The survey added an extra wrinkle to this question. What if people were getting this wrong simply because they don’t really understand how percentages work to estimate risk. So they asked respondents to take a test called the Berlin Numeracy Test. If you’re interested in what the test measures you can read this BBC explanation or if you want to test yourself the BBC points to this online test created by The University of Oklahoma. I’m guessing most of our readers can ace it but you do have to stop and think a bit to get it. In any case, the point of including it was to ask how whether or not basic familiarity with statistical risk was the main driver behind so many people answering the question about hospitalization rates wrong.

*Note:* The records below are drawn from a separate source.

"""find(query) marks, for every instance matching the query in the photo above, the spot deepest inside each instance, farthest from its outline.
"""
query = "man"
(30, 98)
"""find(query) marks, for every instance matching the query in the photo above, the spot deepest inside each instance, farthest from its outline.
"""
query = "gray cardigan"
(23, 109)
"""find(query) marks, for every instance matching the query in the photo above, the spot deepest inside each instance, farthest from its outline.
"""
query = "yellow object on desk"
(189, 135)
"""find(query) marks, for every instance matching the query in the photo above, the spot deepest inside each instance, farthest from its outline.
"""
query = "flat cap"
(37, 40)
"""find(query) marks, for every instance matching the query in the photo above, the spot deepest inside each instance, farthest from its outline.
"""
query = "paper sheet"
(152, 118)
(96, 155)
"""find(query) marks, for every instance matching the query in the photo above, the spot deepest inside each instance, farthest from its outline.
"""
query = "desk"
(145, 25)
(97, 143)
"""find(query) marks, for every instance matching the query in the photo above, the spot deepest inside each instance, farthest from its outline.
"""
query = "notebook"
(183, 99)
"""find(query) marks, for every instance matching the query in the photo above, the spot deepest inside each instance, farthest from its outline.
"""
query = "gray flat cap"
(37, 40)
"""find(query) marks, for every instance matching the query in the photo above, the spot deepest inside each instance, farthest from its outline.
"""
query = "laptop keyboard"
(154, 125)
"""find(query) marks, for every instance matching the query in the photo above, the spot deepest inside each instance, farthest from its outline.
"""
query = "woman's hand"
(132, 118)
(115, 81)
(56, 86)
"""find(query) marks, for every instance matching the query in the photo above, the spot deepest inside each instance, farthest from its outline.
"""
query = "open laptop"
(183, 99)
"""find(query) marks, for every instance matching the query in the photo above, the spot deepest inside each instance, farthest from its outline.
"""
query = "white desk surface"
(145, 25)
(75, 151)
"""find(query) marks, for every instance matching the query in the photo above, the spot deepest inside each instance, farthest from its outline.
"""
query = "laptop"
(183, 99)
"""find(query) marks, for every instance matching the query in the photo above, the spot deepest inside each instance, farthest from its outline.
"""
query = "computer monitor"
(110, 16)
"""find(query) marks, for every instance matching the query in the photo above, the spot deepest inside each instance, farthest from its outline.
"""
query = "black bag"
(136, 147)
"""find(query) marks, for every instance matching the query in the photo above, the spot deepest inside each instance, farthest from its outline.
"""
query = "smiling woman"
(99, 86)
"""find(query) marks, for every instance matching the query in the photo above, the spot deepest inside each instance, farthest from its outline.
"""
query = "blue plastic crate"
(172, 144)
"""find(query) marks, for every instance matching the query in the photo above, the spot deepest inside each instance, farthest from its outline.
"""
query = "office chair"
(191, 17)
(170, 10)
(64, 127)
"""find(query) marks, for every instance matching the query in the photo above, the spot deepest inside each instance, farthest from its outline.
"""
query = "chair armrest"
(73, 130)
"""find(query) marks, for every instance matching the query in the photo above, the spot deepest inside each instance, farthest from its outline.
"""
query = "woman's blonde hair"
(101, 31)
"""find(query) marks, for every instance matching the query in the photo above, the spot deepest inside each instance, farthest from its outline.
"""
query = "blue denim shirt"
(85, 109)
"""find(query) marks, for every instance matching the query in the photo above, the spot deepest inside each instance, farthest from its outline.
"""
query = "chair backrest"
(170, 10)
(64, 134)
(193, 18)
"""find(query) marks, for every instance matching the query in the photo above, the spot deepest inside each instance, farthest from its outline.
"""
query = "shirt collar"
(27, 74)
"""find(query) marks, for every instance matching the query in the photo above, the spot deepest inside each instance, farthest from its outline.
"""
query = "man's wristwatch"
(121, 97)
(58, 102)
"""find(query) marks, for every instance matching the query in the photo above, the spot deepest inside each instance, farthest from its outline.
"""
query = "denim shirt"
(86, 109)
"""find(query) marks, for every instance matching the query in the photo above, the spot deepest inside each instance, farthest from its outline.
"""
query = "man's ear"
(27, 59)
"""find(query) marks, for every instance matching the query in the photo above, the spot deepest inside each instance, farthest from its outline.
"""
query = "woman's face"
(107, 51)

And the answer was no. Even among those with high numeracy skills, Republicans were twice as likely to get the right answer and Democrats were nearly twice as likely to vastly overestimate:
Getting the wrong answers to these questions directly connects to how much risk you are willing to tolerate. So, for instance, it’s not a coincidence that Democratic teacher’s unions are holding up the reopening of schools primarily in blue states. That’s happening, in part, because the estimate of risk on the left is out of whack. And of course you could argue the same thing about people in red states re-opening businesses despite the risk from the spread of more contagious COVID variants.
The point of all of this is that a lot of the arguments we’ve been having now and for the past year involve people’s general misestimation of risk. There has been a lot of focus in he media on Republicans placing that risk too low (with Gov. DeSantis becoming the target of frequent criticism) and relatively little of Democrats placing it way too high.